After months of planning, professional development and communicating with parents, teachers, and students, some schools have had to delay opening because of cyber-criminals. The list of school districts who are victim to ransomware and other malicious attacks is growing, and it’s important to review your district’s digital security, knowing that schools are a prime target for cyber-criminals. The review should include examining devices, networks, wireless networks and district protocols.
Laptops and desktops are often protected by endpoint security, keeping viruses, malware and other threats at bay. These protections can be kept optimal by ensuring the software is kept up to date through automated updates, usually managed by a district’s IT team. With many devices being used remotely, check to be certain the automated updates work remotely and do not require access to the district’s networkDistrict servers must also be kept up to date to maintain the security and privacy the students, teachers, and community expect. The risks are quite real, as underscored by this weekend’s emergency directive from the Cybersecurity and Infrastructure Security Agency (CISA) requiring state and local governments patch all “Windows Servers with the domain controller role” by September 21st. Equally important is the directive for servers with domain controllers that can’t be updated. Specifically, the emergency directive mandates “if affected domain controllers cannot be updated, ensure they are removed from the network (https://cyber.dhs.gov/ed/20-04/).” Although the directive applies to departments and agencies which are part of the Executive Branch, the CISA, “strongly recommends state and local governments, the private sector, and others patch this critical vulnerability as soon as possible.”
Wireless network security settings should also be reviewed to ensure the proper settings are applied to for any of the various access scenarios a district may have. This is particularly important if the district embraces a Bring Your Own Device (BYOD) program. Similarly, guest access and the permissions for all other access should be updated to meet the needs of the current school year. There should be documentation maintained for all settings.

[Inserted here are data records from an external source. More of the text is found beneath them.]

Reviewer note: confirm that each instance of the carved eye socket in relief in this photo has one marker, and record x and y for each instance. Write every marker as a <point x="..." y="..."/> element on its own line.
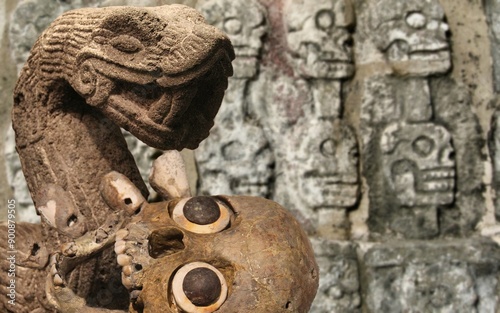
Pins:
<point x="423" y="146"/>
<point x="416" y="20"/>
<point x="127" y="44"/>
<point x="325" y="20"/>
<point x="202" y="215"/>
<point x="232" y="26"/>
<point x="199" y="287"/>
<point x="145" y="94"/>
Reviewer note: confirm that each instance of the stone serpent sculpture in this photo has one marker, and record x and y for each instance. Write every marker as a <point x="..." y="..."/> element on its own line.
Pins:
<point x="159" y="73"/>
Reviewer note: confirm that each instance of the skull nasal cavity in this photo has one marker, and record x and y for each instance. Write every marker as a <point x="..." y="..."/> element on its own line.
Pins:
<point x="165" y="241"/>
<point x="202" y="286"/>
<point x="202" y="210"/>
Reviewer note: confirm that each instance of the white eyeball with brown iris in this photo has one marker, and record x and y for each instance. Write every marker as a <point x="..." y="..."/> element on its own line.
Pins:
<point x="202" y="215"/>
<point x="199" y="287"/>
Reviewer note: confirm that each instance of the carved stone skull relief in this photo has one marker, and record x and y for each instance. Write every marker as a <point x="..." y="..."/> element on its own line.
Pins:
<point x="244" y="23"/>
<point x="235" y="162"/>
<point x="412" y="35"/>
<point x="326" y="163"/>
<point x="319" y="39"/>
<point x="418" y="163"/>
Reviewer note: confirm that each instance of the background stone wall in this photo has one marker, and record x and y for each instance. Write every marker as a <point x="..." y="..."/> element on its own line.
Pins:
<point x="373" y="121"/>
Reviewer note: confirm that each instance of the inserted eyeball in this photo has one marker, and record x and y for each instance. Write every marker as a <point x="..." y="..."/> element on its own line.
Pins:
<point x="199" y="287"/>
<point x="202" y="215"/>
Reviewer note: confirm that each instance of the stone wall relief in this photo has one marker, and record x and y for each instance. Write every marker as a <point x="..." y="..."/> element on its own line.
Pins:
<point x="438" y="276"/>
<point x="236" y="158"/>
<point x="307" y="115"/>
<point x="339" y="285"/>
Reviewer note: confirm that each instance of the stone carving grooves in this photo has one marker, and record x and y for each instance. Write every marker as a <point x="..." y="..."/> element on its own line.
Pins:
<point x="93" y="68"/>
<point x="412" y="147"/>
<point x="237" y="142"/>
<point x="335" y="109"/>
<point x="402" y="119"/>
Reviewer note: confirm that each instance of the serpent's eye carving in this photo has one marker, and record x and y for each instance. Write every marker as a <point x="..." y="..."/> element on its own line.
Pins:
<point x="199" y="287"/>
<point x="202" y="215"/>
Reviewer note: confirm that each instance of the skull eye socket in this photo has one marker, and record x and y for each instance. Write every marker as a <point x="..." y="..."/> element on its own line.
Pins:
<point x="199" y="287"/>
<point x="202" y="215"/>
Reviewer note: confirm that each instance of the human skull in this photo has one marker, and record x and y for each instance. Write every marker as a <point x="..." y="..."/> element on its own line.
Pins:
<point x="326" y="164"/>
<point x="244" y="22"/>
<point x="224" y="254"/>
<point x="319" y="38"/>
<point x="235" y="162"/>
<point x="418" y="162"/>
<point x="412" y="35"/>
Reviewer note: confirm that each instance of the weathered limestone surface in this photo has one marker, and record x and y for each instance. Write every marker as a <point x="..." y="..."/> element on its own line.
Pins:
<point x="373" y="122"/>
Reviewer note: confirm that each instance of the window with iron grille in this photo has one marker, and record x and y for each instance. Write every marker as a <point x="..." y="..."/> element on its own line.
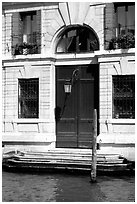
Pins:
<point x="28" y="98"/>
<point x="124" y="96"/>
<point x="26" y="29"/>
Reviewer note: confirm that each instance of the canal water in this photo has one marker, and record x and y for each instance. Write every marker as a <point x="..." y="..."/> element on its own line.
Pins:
<point x="23" y="187"/>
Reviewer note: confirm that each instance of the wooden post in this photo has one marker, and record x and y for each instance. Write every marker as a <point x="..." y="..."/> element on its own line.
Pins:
<point x="94" y="146"/>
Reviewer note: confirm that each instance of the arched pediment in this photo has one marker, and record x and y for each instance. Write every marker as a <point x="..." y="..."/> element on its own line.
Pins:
<point x="76" y="39"/>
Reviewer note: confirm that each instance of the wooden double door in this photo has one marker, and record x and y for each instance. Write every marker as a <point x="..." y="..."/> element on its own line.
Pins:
<point x="74" y="111"/>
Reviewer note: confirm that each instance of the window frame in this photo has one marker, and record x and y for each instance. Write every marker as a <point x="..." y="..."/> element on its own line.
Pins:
<point x="125" y="5"/>
<point x="21" y="98"/>
<point x="128" y="98"/>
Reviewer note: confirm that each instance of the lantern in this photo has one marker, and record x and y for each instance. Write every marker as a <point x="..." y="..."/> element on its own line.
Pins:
<point x="67" y="86"/>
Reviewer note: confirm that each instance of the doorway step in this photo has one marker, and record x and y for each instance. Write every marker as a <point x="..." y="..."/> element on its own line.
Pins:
<point x="64" y="159"/>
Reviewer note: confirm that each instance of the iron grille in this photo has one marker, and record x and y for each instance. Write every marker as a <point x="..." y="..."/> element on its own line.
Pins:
<point x="124" y="96"/>
<point x="28" y="98"/>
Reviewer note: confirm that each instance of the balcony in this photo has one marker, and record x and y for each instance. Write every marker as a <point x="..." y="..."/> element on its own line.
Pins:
<point x="122" y="41"/>
<point x="31" y="45"/>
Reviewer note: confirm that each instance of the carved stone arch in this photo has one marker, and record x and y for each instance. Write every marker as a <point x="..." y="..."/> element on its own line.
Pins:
<point x="91" y="42"/>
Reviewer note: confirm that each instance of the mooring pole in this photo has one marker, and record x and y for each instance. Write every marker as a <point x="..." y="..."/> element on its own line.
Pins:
<point x="94" y="146"/>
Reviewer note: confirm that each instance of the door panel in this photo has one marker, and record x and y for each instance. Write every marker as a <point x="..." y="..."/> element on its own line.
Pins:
<point x="74" y="111"/>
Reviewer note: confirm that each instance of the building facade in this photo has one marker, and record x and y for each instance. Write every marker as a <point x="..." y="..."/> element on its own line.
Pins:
<point x="87" y="47"/>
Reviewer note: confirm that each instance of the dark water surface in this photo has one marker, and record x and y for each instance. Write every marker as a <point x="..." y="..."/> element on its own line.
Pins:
<point x="19" y="187"/>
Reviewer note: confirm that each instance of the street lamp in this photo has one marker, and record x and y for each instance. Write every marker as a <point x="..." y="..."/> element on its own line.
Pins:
<point x="67" y="86"/>
<point x="69" y="82"/>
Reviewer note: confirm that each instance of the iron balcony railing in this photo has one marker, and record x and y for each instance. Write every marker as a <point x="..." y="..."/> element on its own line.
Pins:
<point x="31" y="45"/>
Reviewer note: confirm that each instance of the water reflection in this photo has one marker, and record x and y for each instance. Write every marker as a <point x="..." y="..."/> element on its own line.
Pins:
<point x="65" y="188"/>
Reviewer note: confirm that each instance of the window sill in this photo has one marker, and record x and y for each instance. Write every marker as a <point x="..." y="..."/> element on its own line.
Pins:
<point x="121" y="121"/>
<point x="27" y="120"/>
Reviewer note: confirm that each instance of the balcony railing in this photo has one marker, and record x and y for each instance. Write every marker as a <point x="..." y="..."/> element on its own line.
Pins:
<point x="122" y="41"/>
<point x="31" y="45"/>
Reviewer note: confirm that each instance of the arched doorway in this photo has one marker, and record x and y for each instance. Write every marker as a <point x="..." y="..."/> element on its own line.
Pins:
<point x="74" y="111"/>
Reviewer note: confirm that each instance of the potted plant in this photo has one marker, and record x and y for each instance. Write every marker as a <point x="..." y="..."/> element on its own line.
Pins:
<point x="125" y="41"/>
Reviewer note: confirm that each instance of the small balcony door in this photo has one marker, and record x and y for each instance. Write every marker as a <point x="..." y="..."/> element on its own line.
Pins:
<point x="74" y="111"/>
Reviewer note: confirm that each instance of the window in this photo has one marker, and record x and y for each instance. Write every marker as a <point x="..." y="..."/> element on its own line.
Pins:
<point x="125" y="13"/>
<point x="26" y="32"/>
<point x="77" y="39"/>
<point x="124" y="96"/>
<point x="28" y="98"/>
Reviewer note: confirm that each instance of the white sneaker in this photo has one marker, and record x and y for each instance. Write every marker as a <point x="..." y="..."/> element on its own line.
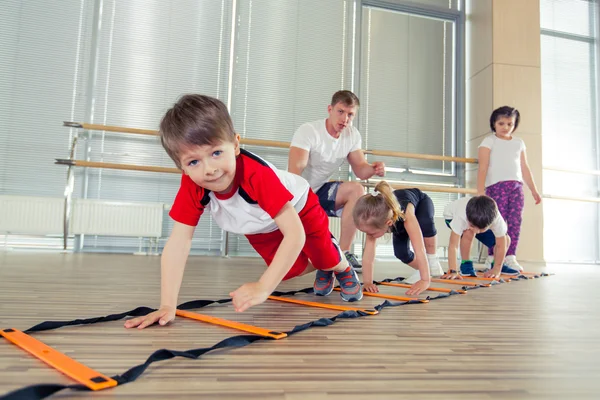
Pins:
<point x="488" y="262"/>
<point x="435" y="268"/>
<point x="415" y="277"/>
<point x="511" y="261"/>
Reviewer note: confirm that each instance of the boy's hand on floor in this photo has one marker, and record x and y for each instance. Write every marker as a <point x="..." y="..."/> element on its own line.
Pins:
<point x="493" y="273"/>
<point x="163" y="315"/>
<point x="418" y="287"/>
<point x="452" y="275"/>
<point x="248" y="295"/>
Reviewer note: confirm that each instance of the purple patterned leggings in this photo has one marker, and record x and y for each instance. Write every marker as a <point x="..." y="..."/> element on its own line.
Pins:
<point x="510" y="199"/>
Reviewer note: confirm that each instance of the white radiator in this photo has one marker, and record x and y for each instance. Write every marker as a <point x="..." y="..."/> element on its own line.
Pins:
<point x="31" y="215"/>
<point x="44" y="216"/>
<point x="101" y="217"/>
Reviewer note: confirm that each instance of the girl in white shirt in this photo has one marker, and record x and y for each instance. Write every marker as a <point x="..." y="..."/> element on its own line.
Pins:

Finally, after having reviewed endpoint security, updating any outdated servers, and reviewing wireless network access, it’s wise to review district protocols. Are there employees who have remote access or VPN credentials to access the network remotely? Do all who had such access last year continue to have a need for it this year? Is such access logged? Other protocols to consider include reviewing active accounts and access permissions and confirming accounts for staff who have left the district have been disabled.
Staying on top of these basic security measures may have competing priorities as students and teachers require “just in time” support for remote learning. Anticipate such needs and carve out the necessary time to ensure the safeguards are in place.
Engaging users as partners is vitally important, providing ongoing training around secure passwords, phishing threats, and other risks. Though not the focus of this article, resources can be found at the KnowBe4 website.